The Journal of Molecular Diagnostics | 2005
Julinor Bacani; Rhonda Zwingerman; Nando Di Nicola; Samantha Spencer; Trish Wegrynowski; Kyle Mitchell; Kazuko Hay; Mark Redston; Eric J. Holowaty; David Huntsman; Aaron Pollett; Robert H. Riddell; Steven Gallinger
Gastric cancer (GC) remains a leading cause of cancer mortality worldwide. Genetic factors are implicated, including DNA mismatch repair (MMR) deficiency manifested as tumor microsatellite instability (MSI). However, a standardized panel of markers and a definition of low-versus-high level MSI in GC are lacking. We examined a population-based cohort of early onset (<or=50 yrs) gastric cancer. We identified 211 cases of early onset gastric cancer in Central-East Ontario from 1989 to 1993, with archival material available for 139 cases.

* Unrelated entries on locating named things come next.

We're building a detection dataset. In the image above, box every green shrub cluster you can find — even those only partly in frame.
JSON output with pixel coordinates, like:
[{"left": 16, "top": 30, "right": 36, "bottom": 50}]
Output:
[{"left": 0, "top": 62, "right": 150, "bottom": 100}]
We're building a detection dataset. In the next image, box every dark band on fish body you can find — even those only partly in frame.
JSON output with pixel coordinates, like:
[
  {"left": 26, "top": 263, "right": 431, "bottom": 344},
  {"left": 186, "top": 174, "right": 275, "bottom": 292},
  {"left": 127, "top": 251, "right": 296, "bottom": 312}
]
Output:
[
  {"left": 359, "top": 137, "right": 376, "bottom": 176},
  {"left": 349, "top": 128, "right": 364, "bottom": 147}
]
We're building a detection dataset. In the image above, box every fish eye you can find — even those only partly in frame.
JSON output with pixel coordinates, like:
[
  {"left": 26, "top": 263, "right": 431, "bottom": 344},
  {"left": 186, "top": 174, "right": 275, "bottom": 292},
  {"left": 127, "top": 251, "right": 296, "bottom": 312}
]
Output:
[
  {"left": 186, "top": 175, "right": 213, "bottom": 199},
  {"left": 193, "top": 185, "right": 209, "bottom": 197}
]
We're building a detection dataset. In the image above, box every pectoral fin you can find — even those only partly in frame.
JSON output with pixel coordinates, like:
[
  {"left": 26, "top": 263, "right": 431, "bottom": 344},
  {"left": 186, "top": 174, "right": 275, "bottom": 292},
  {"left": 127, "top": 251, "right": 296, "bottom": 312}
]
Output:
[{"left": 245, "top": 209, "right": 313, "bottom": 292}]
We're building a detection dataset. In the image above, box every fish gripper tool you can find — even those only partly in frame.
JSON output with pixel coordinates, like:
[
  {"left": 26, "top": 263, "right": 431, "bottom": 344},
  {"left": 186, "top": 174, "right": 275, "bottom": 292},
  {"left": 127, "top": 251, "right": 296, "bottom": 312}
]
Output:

Testing included a six-mononucleotide marker panel and a three-MMR immunohistochemical panel. Overall, 30% (41 of 139) of GC were MSI+, with allelic shifts at one to eight markers. An unexpected discordance between the BAT-25, BAT-26, and BAT-40 markers was observed in the MSI+ cases. Six cases showing multiple loci instability (>or=3 markers MSI+/MSI-high) demonstrated MMR protein deficiency. Three novel hMLH1 mutations (two germline frameshift and one somatic nonsense) were also found. The only significant clinicopathological associations were increased tumor size in MSI+ cases (P=0.04) and Lauren histotype (P=0.006) and tumor grade (P=0.007) in MSI-high cases. Tumor size, location, depth, nodal status, and Ming subtype were significant prognostic variables. Therefore, we propose a new definition of high-level MSI based on unifying characteristics of instability of more than or equal to three of six mononucleotide markers and loss of MMR protein expression.